The only drawbacks, which are still limiting their area of application as reviewed here, seem associated to our still incomplete knowledge of the physics underlying the translocation mechanism and to our imperfect ability to process and interpret current readout. Nonetheless, it is evident that the field’s development is accelerated by the increasing rates of discoveries for applications in personalized medicine and single-molecule proteomics. Therefore, it is by no means unrealistic that the future progress in nanopore sensing, including the use of engineered or fully synthetic pores, their merging with solid-state counterparts and full integration of artificial intelligence protocols, has the potential to shape the single-molecule sensing commodities of the future. Such as the sensing of amyloids in bodily fluids with the aim to follow the progression of neurodegenerative diseases (Houghtaling et al., 2018), the early and fast detection of viral infections like SARS-CoV-2 (Wang et al., 2020), bacterial infections (Moon et al., 2019) or cancers (Wang et al., 2011).
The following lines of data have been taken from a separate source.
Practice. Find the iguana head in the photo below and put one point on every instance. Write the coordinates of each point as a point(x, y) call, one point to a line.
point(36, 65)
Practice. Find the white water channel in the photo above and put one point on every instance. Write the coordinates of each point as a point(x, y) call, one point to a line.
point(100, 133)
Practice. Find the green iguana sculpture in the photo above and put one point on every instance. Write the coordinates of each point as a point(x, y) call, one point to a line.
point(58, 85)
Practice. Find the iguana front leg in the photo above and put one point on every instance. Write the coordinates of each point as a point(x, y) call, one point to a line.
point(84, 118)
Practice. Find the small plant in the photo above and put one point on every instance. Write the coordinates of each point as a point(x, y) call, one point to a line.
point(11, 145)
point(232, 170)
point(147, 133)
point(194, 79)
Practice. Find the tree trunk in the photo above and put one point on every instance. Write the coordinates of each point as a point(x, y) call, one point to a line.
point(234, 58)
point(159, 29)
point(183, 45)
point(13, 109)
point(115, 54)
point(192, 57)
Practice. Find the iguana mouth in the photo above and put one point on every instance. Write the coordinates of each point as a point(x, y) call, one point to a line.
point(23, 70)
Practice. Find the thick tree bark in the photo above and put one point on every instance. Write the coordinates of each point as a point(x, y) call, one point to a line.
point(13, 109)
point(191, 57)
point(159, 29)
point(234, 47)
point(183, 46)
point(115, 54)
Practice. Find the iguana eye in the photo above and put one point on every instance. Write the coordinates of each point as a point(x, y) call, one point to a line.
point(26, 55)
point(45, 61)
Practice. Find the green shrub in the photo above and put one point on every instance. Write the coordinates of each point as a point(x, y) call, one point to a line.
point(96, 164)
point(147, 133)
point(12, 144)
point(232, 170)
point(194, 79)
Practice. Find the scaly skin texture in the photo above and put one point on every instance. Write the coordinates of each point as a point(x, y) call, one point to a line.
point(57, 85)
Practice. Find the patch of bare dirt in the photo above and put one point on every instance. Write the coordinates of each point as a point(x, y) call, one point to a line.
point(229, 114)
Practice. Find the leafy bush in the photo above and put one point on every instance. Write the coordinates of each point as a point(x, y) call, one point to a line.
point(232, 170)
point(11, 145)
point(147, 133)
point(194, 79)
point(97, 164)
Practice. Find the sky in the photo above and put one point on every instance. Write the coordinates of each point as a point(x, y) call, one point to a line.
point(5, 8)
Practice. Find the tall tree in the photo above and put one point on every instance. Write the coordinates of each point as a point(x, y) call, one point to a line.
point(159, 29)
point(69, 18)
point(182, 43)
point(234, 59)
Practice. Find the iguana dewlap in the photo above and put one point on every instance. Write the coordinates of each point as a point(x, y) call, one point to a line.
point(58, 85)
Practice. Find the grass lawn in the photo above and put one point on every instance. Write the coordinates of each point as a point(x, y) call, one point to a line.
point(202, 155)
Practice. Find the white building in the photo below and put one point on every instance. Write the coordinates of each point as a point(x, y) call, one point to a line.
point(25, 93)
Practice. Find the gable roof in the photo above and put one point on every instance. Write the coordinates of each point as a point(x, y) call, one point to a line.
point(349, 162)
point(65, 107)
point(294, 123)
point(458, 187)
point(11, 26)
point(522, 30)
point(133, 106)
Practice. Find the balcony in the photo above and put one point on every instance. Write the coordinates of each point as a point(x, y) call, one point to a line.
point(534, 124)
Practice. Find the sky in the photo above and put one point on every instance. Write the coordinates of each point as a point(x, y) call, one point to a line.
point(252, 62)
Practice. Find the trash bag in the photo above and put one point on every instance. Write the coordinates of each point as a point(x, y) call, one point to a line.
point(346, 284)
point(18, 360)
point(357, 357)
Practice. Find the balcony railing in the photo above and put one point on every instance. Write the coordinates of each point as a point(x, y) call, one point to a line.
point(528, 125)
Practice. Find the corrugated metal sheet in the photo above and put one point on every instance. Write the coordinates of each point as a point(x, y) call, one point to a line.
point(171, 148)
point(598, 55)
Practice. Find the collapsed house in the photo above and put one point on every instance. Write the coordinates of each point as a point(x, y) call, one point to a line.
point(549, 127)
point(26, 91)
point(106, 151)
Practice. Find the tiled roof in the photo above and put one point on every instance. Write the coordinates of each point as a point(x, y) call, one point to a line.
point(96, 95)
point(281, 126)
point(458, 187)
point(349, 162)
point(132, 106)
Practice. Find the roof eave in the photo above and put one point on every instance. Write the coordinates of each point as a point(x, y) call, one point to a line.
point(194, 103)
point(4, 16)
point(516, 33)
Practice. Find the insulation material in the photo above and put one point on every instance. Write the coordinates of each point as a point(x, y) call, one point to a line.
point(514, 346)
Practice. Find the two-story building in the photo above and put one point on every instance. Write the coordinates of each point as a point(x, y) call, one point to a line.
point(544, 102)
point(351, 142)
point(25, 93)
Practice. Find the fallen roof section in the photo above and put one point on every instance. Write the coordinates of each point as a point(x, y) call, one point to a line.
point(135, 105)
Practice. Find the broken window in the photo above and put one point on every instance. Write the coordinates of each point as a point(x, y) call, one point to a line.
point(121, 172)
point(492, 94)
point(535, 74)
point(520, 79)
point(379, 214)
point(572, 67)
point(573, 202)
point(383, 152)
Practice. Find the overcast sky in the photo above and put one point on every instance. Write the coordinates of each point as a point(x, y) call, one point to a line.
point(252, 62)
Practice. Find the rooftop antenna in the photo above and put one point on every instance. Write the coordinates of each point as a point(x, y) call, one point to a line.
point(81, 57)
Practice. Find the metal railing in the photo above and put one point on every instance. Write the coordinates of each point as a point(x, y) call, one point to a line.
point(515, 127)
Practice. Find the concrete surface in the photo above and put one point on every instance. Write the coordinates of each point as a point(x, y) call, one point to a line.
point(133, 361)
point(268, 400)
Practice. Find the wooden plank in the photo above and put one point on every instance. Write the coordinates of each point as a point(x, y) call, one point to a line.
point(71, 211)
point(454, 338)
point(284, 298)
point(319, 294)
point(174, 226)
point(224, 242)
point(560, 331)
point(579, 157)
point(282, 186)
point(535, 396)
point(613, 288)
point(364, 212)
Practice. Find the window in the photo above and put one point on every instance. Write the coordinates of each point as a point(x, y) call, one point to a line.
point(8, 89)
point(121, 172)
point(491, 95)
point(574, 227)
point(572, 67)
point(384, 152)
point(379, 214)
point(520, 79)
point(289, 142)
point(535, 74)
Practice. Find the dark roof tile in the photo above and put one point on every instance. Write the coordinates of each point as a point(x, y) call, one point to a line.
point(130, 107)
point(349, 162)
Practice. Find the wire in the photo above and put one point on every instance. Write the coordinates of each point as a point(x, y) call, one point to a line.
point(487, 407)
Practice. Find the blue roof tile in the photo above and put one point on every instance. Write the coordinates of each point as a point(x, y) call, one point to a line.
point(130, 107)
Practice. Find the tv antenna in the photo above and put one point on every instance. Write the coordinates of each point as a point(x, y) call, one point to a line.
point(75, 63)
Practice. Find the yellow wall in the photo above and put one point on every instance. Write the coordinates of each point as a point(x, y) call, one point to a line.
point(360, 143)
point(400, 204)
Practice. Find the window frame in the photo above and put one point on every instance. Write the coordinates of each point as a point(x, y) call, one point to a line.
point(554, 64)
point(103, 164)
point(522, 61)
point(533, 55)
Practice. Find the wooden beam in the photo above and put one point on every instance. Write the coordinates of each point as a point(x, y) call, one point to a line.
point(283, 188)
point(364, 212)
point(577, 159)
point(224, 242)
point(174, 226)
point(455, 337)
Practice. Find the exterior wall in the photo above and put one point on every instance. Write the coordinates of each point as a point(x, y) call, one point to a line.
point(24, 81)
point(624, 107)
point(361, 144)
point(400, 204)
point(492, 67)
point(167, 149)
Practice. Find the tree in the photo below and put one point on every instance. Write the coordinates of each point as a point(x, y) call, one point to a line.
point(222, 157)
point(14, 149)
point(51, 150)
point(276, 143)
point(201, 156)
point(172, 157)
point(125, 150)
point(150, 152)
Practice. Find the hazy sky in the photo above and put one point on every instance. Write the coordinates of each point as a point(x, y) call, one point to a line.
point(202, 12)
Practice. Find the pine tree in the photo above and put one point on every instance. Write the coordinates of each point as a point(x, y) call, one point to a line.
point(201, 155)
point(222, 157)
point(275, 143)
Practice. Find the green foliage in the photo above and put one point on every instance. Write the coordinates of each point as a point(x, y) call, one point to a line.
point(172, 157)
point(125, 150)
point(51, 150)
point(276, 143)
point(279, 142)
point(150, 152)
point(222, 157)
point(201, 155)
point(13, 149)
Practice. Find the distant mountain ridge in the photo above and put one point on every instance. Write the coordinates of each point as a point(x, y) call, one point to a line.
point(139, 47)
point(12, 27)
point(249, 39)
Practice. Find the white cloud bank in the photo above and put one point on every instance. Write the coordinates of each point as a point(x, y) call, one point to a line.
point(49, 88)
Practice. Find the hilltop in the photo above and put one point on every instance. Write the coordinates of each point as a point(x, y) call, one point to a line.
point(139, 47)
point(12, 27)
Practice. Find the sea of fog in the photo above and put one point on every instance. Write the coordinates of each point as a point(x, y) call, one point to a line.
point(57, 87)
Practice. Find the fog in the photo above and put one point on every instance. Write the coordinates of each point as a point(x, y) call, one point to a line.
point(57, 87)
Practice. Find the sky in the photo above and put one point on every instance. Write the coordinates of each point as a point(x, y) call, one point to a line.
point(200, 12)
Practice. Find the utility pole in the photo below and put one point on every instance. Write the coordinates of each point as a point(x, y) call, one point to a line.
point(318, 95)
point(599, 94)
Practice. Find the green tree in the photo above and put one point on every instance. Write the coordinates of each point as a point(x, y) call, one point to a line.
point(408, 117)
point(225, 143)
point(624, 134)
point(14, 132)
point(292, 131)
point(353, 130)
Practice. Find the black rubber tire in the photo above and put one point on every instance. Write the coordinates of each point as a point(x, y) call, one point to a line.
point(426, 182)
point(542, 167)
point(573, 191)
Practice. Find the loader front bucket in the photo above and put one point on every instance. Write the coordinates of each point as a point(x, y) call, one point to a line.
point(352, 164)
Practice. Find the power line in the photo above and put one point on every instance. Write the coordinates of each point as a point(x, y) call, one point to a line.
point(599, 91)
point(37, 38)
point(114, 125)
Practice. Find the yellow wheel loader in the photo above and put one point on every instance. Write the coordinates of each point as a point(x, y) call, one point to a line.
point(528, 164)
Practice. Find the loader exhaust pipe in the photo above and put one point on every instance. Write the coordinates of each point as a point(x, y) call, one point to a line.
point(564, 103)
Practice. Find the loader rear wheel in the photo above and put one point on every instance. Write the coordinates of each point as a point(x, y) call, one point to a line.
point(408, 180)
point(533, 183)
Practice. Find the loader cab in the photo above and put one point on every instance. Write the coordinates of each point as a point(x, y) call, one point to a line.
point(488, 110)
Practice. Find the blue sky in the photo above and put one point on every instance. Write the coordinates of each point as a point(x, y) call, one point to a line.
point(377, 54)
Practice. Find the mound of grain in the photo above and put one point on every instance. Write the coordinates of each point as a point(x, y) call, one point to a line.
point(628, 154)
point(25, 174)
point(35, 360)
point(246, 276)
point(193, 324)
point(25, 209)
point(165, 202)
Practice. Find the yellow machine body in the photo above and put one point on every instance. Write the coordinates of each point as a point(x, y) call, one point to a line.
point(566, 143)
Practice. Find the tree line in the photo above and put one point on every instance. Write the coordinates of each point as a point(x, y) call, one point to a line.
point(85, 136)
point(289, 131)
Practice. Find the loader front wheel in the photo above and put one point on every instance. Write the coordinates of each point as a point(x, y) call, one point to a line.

Although we have touched here specifically on biomedical related applications of biological nanopores, these same pores are finding promising ground in fields as diverse as detection of informational polymers for data storage (Cao et al., 2020; Ceze et al., 2019) and molecular tagging of physical objects (Doroschak et al., 2020). Even the analysis of chemicals in environmental probes could be well within reach. In conclusion, biological nanopores have proven to be highly versatile biological materials in both their native setting and in biotechnological applications; their ability to provide molecular-scale information about virtually any water-soluble entity proportionate to their pore lumen makes them appealing and effective tools across countless domains.